Оля вилы в сторону отставила, взяла мужика за шиворот и вытянула его на квадрат оконного света.
Перед ней на земле лежал Федор. Был он небритый, щетинистый, грязный. Все равно, что сбежавшая от доброго ухода собака.
Посмотрела на него Оля с сожалением. Он уже не дышал. Левый глаз был закрыт, а правый щурился.
«Ну вот, – подумала Оля. – Черт дурной! Ушел – так ушел, а возвращаться чего? За рыбой, что ли?»
Оглянулась на костер. Он уже подустал и едва горел.
Взяла Оля вилы, потормошила его. Вместе с дымом в небо искры полетели. Вроде ожило немного пламя.
Вернулась к Федору.
Ну что с ним делать?

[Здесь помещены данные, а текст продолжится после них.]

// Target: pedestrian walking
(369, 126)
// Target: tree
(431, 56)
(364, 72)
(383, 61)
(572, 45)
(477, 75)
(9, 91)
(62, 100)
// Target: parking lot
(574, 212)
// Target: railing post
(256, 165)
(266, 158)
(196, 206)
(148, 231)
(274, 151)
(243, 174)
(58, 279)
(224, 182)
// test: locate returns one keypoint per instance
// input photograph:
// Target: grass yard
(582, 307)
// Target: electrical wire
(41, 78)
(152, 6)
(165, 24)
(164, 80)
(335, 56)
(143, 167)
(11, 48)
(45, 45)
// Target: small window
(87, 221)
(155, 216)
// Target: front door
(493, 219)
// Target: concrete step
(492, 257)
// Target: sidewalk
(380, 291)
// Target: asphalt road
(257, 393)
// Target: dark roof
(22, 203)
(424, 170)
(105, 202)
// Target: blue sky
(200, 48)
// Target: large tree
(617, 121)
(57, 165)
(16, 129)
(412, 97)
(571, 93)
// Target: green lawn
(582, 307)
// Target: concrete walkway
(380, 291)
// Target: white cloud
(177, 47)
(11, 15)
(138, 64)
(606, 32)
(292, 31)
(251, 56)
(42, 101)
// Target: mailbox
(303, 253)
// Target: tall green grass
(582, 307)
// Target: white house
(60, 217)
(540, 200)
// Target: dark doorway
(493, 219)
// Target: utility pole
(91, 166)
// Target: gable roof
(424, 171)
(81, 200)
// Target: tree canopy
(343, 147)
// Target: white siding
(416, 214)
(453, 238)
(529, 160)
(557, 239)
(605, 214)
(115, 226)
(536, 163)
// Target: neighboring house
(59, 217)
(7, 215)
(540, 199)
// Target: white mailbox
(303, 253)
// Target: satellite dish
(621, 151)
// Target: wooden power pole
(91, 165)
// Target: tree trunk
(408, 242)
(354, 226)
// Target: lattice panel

Оставлять тут, а самой бежать, как Оксана? Нет. Некуда ей бежать, да и незачем. Это ее дом, ее хозяйство, ее сад, ее трава. Никуда она отсюда не побежит.
Наклонилась она поближе к лицу Федору, и ударил ей в нос ненавистный рыбий запах. Покачала Оля головой. Потом снова взялась двумя руками за шиворот Федорова пиджака и к костру его потащила. Дотащила, попробовала приподнять, чтобы сверху на пламя положить, но сил не хватило. Опустила тело мужа рядом. А поразмыслив несколько минут, снова вилы в руки и переложила весь костер по частям на Федора. Добавила несколько сосновых поленьев, да и всю еще не соженную рыбу туда бросила. Костер большой, и не видно под ним Федора. Словно и не было его.
Вернулась Оля в хату. Заварила чаю. Снова у окна за столом сидела. Потом взгляд ее на часы упал – почти одиннадцать.
Мысли как-то сами собой вернулись к ее мужу. И думала она о нем с сожалением, как будто он где-то далеко был, а не во дворе под костром.
Ночью она взяла лопату и пошла в сад. Выкопала не принявшийся два года назад саженец абрикоса и стала на его месте яму копать. Часа полтора возилась. В перерывах к костру ходила, то дровами, то листьями из другой кучи его подкармливала.
Когда рассвет наступил, подошла Оля к кострищу. Перегорело все хорошо, и дрова, и листья. И от Федора остались только черные мощи. Она вилами мощи зацепила, подтянула – легко пошли. Так по земле оттащила она мощи в сад, в яму бросила и землей засыпала. А потом, чтоб место не пустовало, снова воткнула туда засохший абрикос.
Зимовала Оля спокойно и сыто. И еды ей хватало, и корове кормов. Так они и пережидали зиму вдвоем с коровой.
А весной, когда все в рост пошло и трава зазеленела, выбравшись из-под снега, ожил абрикосовый саженец. Ожил и к солнцу потянулся свежими веточками.
Удивилась этому Оля. Сначала хотела срубить его, а потом рукой махнула. Пускай растет!